Everyone took a moment to react to that statement. Riku remained unconvinced. Xion was with him on that front. Kairi and Namine accepted the cease fire and appreciated that he was at the very least outnumbered. Sora was just plain ol’ delighted to have him there. 

And Vanitas, the embodiment of negativity and darkness, didn’t know _ what _ he was feeling. Tranquility, perhaps, was not a good look on him. Its strangeness made him balk at it. He wanted to be alone. The Master never spent so much time with him.

Sora brought his hands together. “Let’s head to the first district and see if that tea place is still open on main street.” He said suddenly. 
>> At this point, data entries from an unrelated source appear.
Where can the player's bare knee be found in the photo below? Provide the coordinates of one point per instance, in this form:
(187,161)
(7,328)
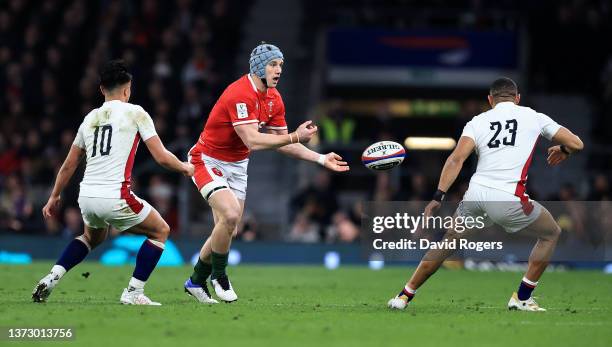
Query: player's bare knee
(230,219)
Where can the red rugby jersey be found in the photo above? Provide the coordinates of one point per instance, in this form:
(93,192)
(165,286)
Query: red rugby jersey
(240,103)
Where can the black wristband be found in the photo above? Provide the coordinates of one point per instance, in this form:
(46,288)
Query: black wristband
(564,149)
(439,195)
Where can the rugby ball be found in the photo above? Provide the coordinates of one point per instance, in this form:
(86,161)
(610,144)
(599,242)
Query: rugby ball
(383,155)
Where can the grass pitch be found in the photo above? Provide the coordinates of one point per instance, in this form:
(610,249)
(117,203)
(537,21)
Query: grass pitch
(311,306)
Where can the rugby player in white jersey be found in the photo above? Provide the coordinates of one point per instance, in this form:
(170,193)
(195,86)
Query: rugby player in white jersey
(504,138)
(108,139)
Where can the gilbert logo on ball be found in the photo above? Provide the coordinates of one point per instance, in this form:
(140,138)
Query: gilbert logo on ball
(383,155)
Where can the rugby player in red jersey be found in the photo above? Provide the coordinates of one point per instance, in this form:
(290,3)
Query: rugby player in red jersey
(249,116)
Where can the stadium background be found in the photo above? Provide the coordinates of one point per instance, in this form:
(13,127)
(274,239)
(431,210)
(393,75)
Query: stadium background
(341,69)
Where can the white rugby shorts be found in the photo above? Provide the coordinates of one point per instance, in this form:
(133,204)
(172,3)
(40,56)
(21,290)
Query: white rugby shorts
(498,207)
(122,214)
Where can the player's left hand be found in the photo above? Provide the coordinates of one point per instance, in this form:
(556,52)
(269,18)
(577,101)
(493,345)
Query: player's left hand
(555,156)
(334,162)
(51,207)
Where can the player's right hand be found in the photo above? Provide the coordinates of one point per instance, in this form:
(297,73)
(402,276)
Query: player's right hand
(306,131)
(188,170)
(555,156)
(51,207)
(431,208)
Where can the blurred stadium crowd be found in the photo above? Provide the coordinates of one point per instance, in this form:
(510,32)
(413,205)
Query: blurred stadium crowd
(182,54)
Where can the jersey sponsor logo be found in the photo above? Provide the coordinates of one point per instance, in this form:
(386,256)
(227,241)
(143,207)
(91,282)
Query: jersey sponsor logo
(241,110)
(217,172)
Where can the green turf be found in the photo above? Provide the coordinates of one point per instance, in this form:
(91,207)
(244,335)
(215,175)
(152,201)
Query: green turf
(311,306)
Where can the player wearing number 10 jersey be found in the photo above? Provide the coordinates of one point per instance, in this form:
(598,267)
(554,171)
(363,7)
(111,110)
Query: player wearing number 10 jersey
(504,139)
(108,139)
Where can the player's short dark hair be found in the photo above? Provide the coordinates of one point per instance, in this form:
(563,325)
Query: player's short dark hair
(503,88)
(113,74)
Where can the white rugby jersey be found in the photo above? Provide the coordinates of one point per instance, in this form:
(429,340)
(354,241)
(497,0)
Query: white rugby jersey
(110,136)
(505,139)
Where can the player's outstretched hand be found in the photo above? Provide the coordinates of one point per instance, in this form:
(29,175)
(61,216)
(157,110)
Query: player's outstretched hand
(334,162)
(51,207)
(306,131)
(189,169)
(555,156)
(431,208)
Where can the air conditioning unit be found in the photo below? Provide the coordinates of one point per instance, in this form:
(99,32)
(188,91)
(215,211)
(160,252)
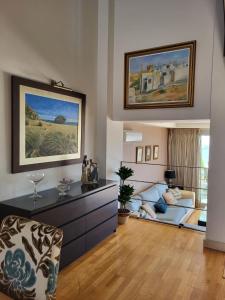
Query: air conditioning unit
(132,136)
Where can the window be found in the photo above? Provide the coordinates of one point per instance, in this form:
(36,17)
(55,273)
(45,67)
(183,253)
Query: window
(205,142)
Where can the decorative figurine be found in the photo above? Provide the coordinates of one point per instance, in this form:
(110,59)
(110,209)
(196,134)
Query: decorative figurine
(89,171)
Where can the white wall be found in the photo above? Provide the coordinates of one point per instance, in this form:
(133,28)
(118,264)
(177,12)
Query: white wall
(216,204)
(45,40)
(145,172)
(145,24)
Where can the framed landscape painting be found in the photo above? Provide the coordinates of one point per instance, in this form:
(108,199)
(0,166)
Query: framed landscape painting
(148,153)
(139,154)
(161,77)
(48,125)
(156,152)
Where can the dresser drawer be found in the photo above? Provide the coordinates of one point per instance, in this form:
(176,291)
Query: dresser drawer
(72,251)
(62,214)
(72,230)
(99,233)
(75,209)
(97,200)
(100,215)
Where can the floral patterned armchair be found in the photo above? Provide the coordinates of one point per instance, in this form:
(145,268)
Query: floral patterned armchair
(29,259)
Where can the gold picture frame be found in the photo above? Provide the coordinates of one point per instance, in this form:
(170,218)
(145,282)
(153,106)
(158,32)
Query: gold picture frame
(161,77)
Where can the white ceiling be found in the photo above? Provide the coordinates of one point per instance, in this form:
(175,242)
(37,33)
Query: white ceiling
(177,123)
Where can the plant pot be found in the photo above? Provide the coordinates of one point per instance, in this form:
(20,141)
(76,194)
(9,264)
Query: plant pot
(123,215)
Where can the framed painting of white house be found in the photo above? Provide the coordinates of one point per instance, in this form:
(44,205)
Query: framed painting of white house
(160,77)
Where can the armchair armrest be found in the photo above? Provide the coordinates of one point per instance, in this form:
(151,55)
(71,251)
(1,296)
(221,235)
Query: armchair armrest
(188,195)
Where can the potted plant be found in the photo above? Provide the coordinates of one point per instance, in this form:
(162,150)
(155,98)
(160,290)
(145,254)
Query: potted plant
(125,194)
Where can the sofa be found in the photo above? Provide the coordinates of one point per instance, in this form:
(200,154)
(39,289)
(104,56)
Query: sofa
(175,214)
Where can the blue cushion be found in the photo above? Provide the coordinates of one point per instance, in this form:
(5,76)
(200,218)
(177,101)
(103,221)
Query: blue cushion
(134,205)
(151,194)
(173,215)
(160,206)
(161,187)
“Let’s see if anyone’s still in that shop! It would be too much to hope for Huey, Dewy, or Louie there, right? Or Leon?” Kairi asked no one in particular.

“They’re probably in Radiant Garden. And check it, now we have the time and _ leisure _ to go visit them,” said Sora, gesturing hugely with his arms. He was a cartoon, a caricature from the pages of a book, a jester, and the love of so many people’s lives.

“Isn’t that strange?” Riku added and Kairi looped her arms around both of theirs. She began walking. Namine and Xion went too, but lingered, talking closely and giggling into each other’s ears.

“They make a cute couple, right?” Roxas said to Vanitas, neither of whom had moved. “I think they’re a couple, anyway. If they’re not,” he added, suddenly excited, “maybe I should set them up.”

“What are you still doing here? Your friends are leaving,” Vanitas snapped. The more he talked, the less intimidating he sounded. When he was a bad guy, he’d been relegated to only snappy one-liners before a fight. Now, to his own ears, he heard himself whine and felt thorns bloom in his chest and tasted something acrid in the back of his throat.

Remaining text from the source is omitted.